Fu l’immediato intervento personale di Cavour a salvare la scuola di Don Bosco.
Il sibilo del vento
C’è un punto di partenza che ci divide, prima e al di sopra di ogni riforma. Il motivo di dissenso sta nel concetto della natura stessa e della funzione dello Stato.
Nel secolo XVIII alcuni filosofi illuministi formularono la teoria che la volontà generale è l’unico giudice della moralità e della libertà. Ora, poiché la volontà generale è rappresentata dallo Stato, quando questo si identifica col sistema politico dà origine a quella democrazia popolare totalitaria che ebbe nei giacobini e nei Robespierre di tutti i tempi i suoi non innocui fautori.
L’affermazione che gli individui hanno diritti solo come cittadini di uno Stato, ha inquinato molte dottrine politiche, compresa quella della laicità dello Stato, e rivive ancora nella Scuola sotto forma esplicita o sottintesa, “tutto nello Stato”. Vecchia ideologia pseudodemocratica che fa dello Stato la fonte della libertà e della moralità, che non riconosce la distinzione tra moralità e legalità, livellatrice di tutte le intelligenze, matrice del falso principio: “è legge, dunque è giusto”.
Perché se sia lecito o no, per esempio, uccidere un uomo prima che sia venuto alla luce, non devo chiederlo allo Stato, ma alla mia coscienza, che è antecedente allo Stato e in base ad essa devo giudicare lo Stato e le sue leggi.
Nuvole rosse e nere
Quale posto pertanto potrebbe avere l’istruzione religiosa in senso lato, considerata non come un complemento, ma come un elemento essenziale dell’istruzione e quindi dell’insegnamento?
Quanto è più contraddittorio il quadro culturale, tanto più si ripercuote negativamente sui giovani che per situazioni storicosociali vivono in un clima di estrema aridità spirituale che li sospinge alla ricerca febbrile del benessere, dimenticando che l’uomo non vive di solo pane.
L’ombra della sera
Noi siamo persuasi che la Scuola è formazione di attitudini intellettuali e morali, e anche emotive, conseguenti alle verità presentate, e in gran parte legate a noi stessi che le presentiamo e che abbiamo non solo il dovere di possedere una eccellente competenza professionale, ma anche quello di mostrare qual è la forza educativa della disciplina che insegniamo, il valore della dottrina che professiamo. e la grandezza del Maestro divino che ci guida.
Con duri sacrifici e grandi sforzi, che trascendono qualsiasi valore economico, abbiamo creato questa nostra Scuola di Lombriasco, con la certezza che l’educazione non è possibile in una Scuola che non possieda la coerenza delle idee e delle azioni, e con la fiducia che la nostra Scuola sia un effettivo luogo d’incontro per una sintesi critica dei valori umani e religiosi che danno senso alla vita.

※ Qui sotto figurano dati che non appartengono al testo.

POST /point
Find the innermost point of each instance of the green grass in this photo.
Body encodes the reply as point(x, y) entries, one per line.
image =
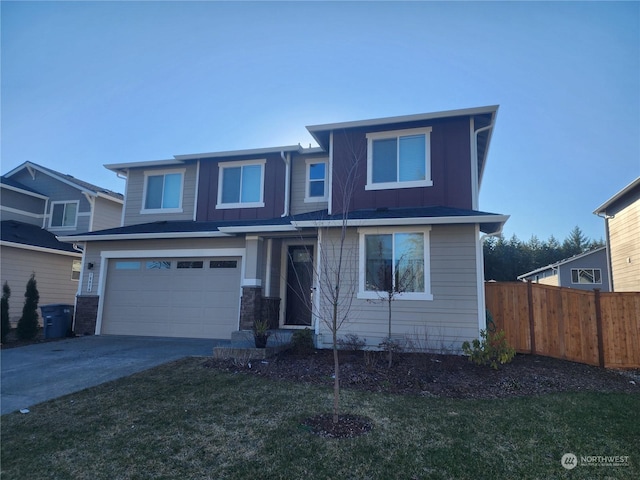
point(183, 421)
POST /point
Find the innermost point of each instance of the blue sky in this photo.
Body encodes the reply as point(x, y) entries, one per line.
point(89, 83)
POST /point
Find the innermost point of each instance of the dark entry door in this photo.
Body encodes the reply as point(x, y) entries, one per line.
point(299, 284)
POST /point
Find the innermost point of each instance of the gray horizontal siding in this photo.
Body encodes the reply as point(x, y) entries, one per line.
point(441, 324)
point(135, 191)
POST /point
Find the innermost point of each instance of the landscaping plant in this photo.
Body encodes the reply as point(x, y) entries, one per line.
point(491, 349)
point(28, 323)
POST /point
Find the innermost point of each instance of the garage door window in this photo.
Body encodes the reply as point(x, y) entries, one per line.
point(196, 264)
point(127, 265)
point(158, 265)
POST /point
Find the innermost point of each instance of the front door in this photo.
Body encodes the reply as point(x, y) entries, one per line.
point(299, 285)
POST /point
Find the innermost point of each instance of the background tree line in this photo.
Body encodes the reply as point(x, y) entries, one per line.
point(505, 259)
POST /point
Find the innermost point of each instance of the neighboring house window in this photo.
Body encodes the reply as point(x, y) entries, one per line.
point(241, 184)
point(316, 181)
point(395, 260)
point(64, 214)
point(399, 159)
point(75, 269)
point(586, 275)
point(163, 191)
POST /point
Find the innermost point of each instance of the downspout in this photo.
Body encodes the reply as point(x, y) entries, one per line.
point(606, 219)
point(287, 185)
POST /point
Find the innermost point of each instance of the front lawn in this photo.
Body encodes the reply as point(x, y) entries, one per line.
point(184, 421)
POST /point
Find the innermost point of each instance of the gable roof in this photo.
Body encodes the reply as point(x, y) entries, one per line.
point(560, 263)
point(28, 235)
point(70, 180)
point(602, 209)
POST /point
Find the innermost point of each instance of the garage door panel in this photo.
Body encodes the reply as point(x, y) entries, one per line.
point(186, 302)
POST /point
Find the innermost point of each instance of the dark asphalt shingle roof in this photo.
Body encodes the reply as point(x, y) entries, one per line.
point(191, 226)
point(27, 234)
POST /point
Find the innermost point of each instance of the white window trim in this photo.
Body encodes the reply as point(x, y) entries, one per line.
point(154, 173)
point(586, 268)
point(307, 181)
point(427, 182)
point(373, 295)
point(242, 163)
point(64, 227)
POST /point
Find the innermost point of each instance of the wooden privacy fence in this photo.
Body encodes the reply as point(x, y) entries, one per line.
point(593, 327)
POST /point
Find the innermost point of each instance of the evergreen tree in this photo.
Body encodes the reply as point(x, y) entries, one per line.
point(4, 312)
point(28, 323)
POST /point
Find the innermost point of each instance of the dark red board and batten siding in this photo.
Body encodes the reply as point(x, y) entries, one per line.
point(450, 168)
point(274, 192)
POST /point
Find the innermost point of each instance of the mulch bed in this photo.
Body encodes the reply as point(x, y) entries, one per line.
point(428, 375)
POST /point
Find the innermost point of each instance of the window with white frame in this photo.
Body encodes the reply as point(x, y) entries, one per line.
point(395, 260)
point(400, 159)
point(241, 184)
point(586, 275)
point(316, 181)
point(64, 214)
point(76, 265)
point(163, 191)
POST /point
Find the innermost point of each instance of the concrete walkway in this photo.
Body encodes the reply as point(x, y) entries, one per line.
point(41, 372)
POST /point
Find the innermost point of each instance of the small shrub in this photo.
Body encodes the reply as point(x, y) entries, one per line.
point(4, 312)
point(491, 349)
point(302, 342)
point(352, 342)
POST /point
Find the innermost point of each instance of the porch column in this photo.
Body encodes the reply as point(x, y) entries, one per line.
point(251, 301)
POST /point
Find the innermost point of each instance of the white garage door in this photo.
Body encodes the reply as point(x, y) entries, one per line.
point(172, 297)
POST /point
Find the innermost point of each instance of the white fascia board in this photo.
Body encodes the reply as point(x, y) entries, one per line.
point(118, 167)
point(259, 229)
point(109, 197)
point(142, 236)
point(379, 222)
point(240, 153)
point(39, 249)
point(26, 192)
point(602, 208)
point(403, 118)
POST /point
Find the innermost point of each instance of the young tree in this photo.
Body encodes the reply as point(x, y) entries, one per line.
point(28, 323)
point(4, 311)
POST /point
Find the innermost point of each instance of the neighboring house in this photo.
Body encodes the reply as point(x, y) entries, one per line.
point(211, 241)
point(621, 215)
point(585, 271)
point(37, 204)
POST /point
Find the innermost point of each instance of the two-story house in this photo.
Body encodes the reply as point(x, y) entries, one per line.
point(38, 203)
point(621, 215)
point(208, 241)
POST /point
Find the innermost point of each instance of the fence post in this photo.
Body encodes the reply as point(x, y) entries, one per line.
point(532, 330)
point(599, 327)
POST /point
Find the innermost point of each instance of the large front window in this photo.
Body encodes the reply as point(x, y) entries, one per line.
point(394, 262)
point(241, 184)
point(64, 214)
point(163, 191)
point(399, 159)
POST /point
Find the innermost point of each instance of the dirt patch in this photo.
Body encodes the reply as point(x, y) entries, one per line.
point(449, 376)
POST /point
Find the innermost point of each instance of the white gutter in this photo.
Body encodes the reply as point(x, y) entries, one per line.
point(4, 243)
point(287, 184)
point(141, 236)
point(374, 222)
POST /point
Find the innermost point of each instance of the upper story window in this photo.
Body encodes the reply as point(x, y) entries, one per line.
point(241, 184)
point(163, 191)
point(64, 214)
point(586, 275)
point(395, 260)
point(316, 189)
point(400, 159)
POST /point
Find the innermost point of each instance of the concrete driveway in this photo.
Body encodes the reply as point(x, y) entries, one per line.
point(40, 372)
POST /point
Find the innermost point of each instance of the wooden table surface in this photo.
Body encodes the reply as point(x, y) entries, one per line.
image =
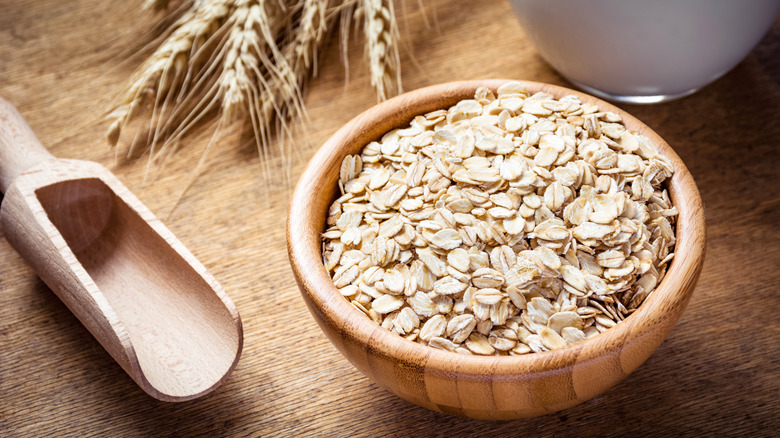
point(62, 62)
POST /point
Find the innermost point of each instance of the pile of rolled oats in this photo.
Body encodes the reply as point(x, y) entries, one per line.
point(506, 224)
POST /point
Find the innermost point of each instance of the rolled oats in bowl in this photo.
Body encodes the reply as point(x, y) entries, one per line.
point(504, 225)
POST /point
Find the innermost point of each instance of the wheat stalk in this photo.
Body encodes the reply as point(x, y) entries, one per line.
point(382, 46)
point(245, 60)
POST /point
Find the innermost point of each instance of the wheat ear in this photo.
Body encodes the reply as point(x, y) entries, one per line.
point(381, 30)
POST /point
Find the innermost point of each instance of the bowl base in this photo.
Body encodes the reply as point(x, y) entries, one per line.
point(641, 99)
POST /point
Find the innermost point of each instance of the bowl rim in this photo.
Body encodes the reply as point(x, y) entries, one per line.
point(304, 244)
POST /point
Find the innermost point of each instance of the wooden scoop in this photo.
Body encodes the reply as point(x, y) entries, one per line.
point(137, 289)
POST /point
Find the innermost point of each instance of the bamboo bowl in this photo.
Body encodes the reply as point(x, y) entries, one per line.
point(473, 386)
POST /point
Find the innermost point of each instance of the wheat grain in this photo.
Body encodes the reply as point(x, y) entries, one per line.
point(245, 60)
point(381, 30)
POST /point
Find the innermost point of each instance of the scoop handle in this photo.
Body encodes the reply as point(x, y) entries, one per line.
point(20, 149)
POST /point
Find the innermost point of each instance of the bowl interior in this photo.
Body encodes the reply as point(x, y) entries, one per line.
point(317, 189)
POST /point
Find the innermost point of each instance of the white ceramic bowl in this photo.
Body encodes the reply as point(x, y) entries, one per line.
point(645, 51)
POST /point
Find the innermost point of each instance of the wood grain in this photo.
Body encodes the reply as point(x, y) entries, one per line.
point(489, 388)
point(715, 375)
point(133, 285)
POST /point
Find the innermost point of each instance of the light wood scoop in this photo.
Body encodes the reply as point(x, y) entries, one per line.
point(137, 289)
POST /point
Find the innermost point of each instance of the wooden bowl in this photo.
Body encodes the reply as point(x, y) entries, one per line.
point(491, 387)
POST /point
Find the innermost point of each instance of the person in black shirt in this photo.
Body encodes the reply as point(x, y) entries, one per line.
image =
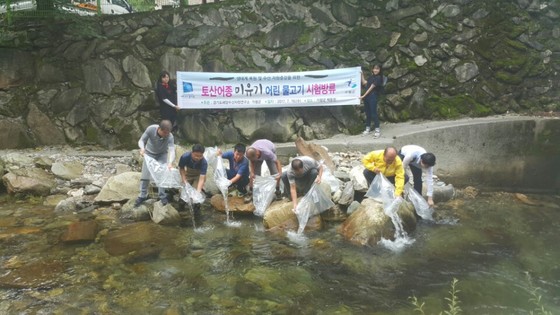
point(374, 86)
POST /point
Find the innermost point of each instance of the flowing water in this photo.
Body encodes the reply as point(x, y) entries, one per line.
point(491, 244)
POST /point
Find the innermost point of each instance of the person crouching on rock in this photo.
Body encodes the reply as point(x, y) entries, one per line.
point(238, 172)
point(300, 176)
point(156, 142)
point(388, 163)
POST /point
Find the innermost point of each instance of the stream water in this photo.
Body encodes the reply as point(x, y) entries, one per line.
point(503, 253)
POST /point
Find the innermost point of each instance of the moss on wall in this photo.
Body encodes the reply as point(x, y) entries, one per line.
point(455, 106)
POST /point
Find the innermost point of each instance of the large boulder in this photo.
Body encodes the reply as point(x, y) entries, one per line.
point(31, 181)
point(13, 134)
point(315, 151)
point(280, 217)
point(368, 224)
point(120, 187)
point(235, 204)
point(80, 232)
point(142, 239)
point(67, 170)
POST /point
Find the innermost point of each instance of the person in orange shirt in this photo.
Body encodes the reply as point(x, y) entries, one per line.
point(388, 163)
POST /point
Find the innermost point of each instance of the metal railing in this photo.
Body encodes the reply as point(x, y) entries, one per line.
point(13, 9)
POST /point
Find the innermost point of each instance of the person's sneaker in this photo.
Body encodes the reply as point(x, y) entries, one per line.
point(139, 201)
point(278, 194)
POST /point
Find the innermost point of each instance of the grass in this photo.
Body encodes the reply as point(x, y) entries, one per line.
point(536, 299)
point(452, 302)
point(454, 308)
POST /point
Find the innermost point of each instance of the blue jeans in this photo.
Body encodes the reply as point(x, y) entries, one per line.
point(241, 184)
point(370, 106)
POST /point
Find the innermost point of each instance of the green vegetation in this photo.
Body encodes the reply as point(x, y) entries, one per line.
point(536, 299)
point(456, 106)
point(452, 302)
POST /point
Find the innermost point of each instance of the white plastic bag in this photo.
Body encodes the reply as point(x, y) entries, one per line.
point(347, 194)
point(162, 176)
point(210, 154)
point(329, 178)
point(264, 188)
point(420, 205)
point(220, 177)
point(191, 195)
point(313, 203)
point(381, 189)
point(165, 215)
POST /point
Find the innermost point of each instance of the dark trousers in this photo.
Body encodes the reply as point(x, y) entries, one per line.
point(303, 184)
point(416, 175)
point(370, 107)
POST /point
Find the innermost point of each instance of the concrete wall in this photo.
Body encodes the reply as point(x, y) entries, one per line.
point(520, 154)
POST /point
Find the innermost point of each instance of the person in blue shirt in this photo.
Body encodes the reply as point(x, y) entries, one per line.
point(193, 167)
point(238, 172)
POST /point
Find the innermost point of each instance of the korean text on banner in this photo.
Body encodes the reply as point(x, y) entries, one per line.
point(207, 90)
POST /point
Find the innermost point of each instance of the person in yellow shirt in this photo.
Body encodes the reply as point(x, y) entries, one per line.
point(388, 163)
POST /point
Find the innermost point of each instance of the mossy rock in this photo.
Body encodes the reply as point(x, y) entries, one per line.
point(363, 38)
point(456, 106)
point(508, 78)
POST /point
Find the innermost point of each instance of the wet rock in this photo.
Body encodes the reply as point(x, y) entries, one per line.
point(137, 236)
point(315, 151)
point(280, 217)
point(368, 224)
point(165, 214)
point(44, 129)
point(44, 274)
point(353, 207)
point(466, 72)
point(443, 192)
point(236, 204)
point(67, 205)
point(91, 190)
point(334, 214)
point(140, 213)
point(32, 181)
point(358, 179)
point(119, 188)
point(80, 232)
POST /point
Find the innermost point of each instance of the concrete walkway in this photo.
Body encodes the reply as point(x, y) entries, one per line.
point(391, 132)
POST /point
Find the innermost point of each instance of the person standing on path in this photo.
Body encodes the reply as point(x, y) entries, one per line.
point(388, 163)
point(416, 159)
point(157, 142)
point(166, 93)
point(374, 87)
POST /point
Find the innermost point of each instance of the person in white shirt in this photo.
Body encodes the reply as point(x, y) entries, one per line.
point(415, 160)
point(156, 142)
point(303, 171)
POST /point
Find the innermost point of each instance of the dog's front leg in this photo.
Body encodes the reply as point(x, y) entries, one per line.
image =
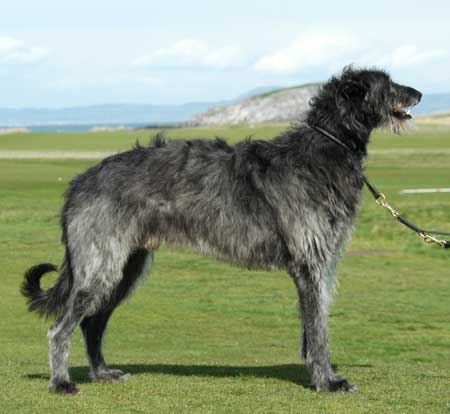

La nuova Riforma della Scuola media superiore ci trova pienamente d’accordo a patto che non lasci problemi e contrasti irrisolti. È dunque necessario conoscere primo, se lo Stato favorisce o comprime la libertà della Scuola; secondo, che siano ben chiari i limiti oltre i quali la Scuola di Stato trasgredirebbe la sua stessa legittimazione. Perché anche la Scuola non statale. sorretta dalla legge onestamente formulata e lealmente applicata, deve poter vivere e svilupparsi nell’interesse della società.
Dinanzi a una Riforma che ignora o concede una libertà limitata e angusta, quasi fosse un privilegio o una supplenza, vediamo tramontare la speranza di contribuire a formare con iniziativa e vitalità rinnovate, le nuove generazioni.
Quelle generazioni alle quali appartenete anche voi, giovani amici exallievi.
Dalla lettera ai genitori
24 maggio 1963
Un altro anno di lavoro scolastico è proprio passato. Perché non si perda nel tramite di ogni cosa mortale, facciamoci il segno della Croce, che è l’unico modo di arrivare direttamente alla radice del disegno misterioso della Provvidenza sulle cose e sugli uomini, e adorarlo – nel silenzio e nella speranza -. Con stima.